Das gütige Gesicht der Nachbarin wurde ernst. Sie stellte Polly Fragen, „Was ist Dir wichtig? Was wünscht Du Dir für Deine Zukunft? Was willst einmal werden? Und vor allem, was war bisher das Schönste, was Du gefühlt hast?“

 

Während die Nachbarin eine zweite Tasse Tee eingoss, hatte Polly Zeit sich die Antworten zu überlegen. Alle Antworten hatten mit den Pferden und vor allem mit Beauty zu tun. Ihren Berufswunsch konnte sie allerdings nicht so sicher nennen. Das schönste Erlebnis allerdings würde sie nie vergessen: Als Beauty im Reitstall angeliefert worden war, vom Transporter geführt wurde und Polly zum ersten Mal ihr eigenes Pferd am Strick führte und mit der Hand über sein weiches Fell strich. Das war das schönste Gefühl, das sie jemals erlebt hatte.
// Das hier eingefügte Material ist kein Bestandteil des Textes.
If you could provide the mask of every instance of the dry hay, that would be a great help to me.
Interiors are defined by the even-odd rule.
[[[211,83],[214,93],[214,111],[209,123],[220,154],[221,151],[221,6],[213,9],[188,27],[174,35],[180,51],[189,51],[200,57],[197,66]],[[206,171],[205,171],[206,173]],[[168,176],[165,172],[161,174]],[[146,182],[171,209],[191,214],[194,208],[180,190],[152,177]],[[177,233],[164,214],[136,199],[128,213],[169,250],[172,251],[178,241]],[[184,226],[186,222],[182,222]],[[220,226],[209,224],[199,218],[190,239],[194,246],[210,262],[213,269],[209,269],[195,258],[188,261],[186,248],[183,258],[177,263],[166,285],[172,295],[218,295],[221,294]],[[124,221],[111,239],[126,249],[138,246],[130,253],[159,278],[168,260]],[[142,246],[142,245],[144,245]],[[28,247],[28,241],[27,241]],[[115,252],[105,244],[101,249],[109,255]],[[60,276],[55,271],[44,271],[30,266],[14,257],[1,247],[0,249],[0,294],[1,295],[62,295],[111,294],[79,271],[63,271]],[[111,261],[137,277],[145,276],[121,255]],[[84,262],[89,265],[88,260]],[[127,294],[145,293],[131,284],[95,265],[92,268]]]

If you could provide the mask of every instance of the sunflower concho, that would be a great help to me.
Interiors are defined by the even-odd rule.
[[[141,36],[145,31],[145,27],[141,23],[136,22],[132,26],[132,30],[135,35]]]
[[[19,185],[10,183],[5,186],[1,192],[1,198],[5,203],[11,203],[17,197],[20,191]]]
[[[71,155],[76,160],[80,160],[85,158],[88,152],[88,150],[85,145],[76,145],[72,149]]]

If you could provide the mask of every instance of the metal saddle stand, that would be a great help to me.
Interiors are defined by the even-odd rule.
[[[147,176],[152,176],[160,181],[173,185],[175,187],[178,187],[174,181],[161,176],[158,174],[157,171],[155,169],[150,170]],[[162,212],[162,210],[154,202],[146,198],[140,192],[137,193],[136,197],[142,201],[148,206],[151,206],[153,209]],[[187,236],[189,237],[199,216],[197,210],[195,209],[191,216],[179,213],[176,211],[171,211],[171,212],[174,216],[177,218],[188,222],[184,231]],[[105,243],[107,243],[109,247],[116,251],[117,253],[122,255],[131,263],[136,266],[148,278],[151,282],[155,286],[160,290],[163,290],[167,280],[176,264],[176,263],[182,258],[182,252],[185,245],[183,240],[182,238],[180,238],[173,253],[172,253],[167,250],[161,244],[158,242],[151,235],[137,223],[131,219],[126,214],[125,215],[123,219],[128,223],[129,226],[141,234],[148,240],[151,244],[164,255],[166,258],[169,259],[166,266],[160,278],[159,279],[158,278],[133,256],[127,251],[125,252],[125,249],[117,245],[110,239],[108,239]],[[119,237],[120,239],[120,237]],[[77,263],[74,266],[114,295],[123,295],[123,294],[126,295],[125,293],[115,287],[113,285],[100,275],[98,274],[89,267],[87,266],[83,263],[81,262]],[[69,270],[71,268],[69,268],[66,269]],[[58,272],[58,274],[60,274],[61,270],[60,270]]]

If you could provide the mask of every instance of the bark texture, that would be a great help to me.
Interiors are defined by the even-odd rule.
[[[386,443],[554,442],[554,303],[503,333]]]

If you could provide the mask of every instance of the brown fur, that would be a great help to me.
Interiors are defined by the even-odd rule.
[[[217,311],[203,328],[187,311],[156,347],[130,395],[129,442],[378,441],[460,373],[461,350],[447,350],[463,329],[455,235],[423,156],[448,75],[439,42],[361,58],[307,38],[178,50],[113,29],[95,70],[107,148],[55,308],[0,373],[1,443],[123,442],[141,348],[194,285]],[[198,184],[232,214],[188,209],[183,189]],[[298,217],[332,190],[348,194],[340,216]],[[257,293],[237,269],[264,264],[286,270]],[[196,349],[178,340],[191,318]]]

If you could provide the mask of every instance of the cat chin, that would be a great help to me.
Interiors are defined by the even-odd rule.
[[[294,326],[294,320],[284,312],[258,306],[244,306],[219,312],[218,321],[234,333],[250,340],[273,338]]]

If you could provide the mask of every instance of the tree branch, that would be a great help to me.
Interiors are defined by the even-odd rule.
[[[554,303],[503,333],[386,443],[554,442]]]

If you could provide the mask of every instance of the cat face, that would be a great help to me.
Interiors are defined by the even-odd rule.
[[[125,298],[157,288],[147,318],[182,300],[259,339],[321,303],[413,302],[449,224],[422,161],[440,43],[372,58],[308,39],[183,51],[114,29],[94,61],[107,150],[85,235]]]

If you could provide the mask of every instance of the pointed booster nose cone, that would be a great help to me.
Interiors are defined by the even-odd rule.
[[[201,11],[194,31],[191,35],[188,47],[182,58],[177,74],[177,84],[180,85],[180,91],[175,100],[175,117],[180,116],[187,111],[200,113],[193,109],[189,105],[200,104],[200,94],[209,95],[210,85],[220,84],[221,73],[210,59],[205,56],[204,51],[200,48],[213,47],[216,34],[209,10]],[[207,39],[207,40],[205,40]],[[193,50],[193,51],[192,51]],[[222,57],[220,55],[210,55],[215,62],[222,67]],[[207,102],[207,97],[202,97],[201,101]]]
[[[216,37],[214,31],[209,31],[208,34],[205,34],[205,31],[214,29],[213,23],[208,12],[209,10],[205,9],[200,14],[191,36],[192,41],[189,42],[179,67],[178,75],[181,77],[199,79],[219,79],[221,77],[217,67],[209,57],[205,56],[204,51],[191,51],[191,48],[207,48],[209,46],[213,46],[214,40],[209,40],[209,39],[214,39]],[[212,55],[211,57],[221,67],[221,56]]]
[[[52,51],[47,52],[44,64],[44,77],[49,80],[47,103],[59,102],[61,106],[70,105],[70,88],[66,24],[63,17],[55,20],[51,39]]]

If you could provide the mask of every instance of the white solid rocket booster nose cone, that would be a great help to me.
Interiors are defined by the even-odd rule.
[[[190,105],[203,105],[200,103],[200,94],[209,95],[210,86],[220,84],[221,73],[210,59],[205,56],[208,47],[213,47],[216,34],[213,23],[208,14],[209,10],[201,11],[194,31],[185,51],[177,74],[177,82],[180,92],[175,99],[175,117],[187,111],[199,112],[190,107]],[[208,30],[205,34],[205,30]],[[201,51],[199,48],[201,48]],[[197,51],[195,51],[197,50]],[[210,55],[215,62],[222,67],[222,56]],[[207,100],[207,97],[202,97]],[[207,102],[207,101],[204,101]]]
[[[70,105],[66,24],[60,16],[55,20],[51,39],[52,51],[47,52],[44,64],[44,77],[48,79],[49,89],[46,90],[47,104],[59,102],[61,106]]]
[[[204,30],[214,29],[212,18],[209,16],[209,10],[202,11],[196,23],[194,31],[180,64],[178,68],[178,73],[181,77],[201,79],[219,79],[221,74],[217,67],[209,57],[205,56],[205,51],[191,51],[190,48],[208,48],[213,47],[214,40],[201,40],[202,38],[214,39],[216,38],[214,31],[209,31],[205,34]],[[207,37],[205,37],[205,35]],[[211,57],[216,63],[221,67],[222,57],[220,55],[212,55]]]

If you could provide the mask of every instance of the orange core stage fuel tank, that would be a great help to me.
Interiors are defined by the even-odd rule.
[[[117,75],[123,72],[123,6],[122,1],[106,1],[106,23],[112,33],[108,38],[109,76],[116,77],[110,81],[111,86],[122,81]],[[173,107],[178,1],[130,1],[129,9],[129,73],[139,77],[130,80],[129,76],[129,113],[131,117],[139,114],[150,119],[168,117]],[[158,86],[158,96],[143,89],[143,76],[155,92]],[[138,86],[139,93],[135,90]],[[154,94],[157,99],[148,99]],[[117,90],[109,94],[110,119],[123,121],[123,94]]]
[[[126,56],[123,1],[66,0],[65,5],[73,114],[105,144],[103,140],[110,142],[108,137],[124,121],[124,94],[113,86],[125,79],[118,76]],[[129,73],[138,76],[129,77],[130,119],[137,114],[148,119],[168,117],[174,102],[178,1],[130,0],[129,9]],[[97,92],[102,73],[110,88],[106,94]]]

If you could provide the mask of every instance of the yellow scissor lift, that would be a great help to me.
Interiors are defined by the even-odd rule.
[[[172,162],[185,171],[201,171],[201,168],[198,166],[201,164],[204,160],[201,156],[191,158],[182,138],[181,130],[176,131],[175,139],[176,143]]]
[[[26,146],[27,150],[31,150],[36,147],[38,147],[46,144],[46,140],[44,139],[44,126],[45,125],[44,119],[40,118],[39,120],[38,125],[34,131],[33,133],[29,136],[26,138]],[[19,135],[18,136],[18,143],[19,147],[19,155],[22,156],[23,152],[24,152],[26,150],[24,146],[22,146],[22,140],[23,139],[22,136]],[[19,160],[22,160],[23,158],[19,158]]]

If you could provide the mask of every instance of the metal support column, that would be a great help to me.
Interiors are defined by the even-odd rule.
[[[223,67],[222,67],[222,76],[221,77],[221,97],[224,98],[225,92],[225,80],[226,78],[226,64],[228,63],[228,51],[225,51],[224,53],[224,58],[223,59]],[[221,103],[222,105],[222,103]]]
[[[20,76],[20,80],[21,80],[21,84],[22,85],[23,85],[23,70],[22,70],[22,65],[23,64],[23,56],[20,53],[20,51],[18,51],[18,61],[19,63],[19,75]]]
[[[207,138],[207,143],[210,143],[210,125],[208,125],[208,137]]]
„Siehst Du“, sagte die Nachbarin freundlich. „Alle Antworten haben mit den Pferden zu tun.“

 

Die Nachbarin streichelte die Katze, die nun auf ihrem Schoß lag. Sie sagte, es sei ganz normal, dass man auch zu den schönsten Sachen einmal keine Lust verspüre. Natürlich käme mit dem täglichen Training eine gewisse Routine auf. Das sich immer Wiederholende würde nun einmal zur Gewohnheit werden. So gerne man also reitet, so natürlich sei es, auch einmal mehr Lust für etwas Anderes zu haben. Polly solle sich keine Sorgen machen.

 

Dann fügte die Nachbarin noch lachend hinzu, wenn man einmal von dem „Virus Pferd“ infiziert sei, käme man sowieso nicht mehr davon los.

 

Seltsamerweise zog es jetzt Polly ganz kräftig in den Stall zurück. Sie rannte den Feldweg entlang. Wenn sie sich beeilen würde, konnte sie Beauty gerade noch zur Freistunde gesattelt bekommen. Polly hatte plötzlich wieder Freude am Rieten. Voller Ehrgeiz und Enthusiasmus nahm sie verspätet das Training am Montagabend auf.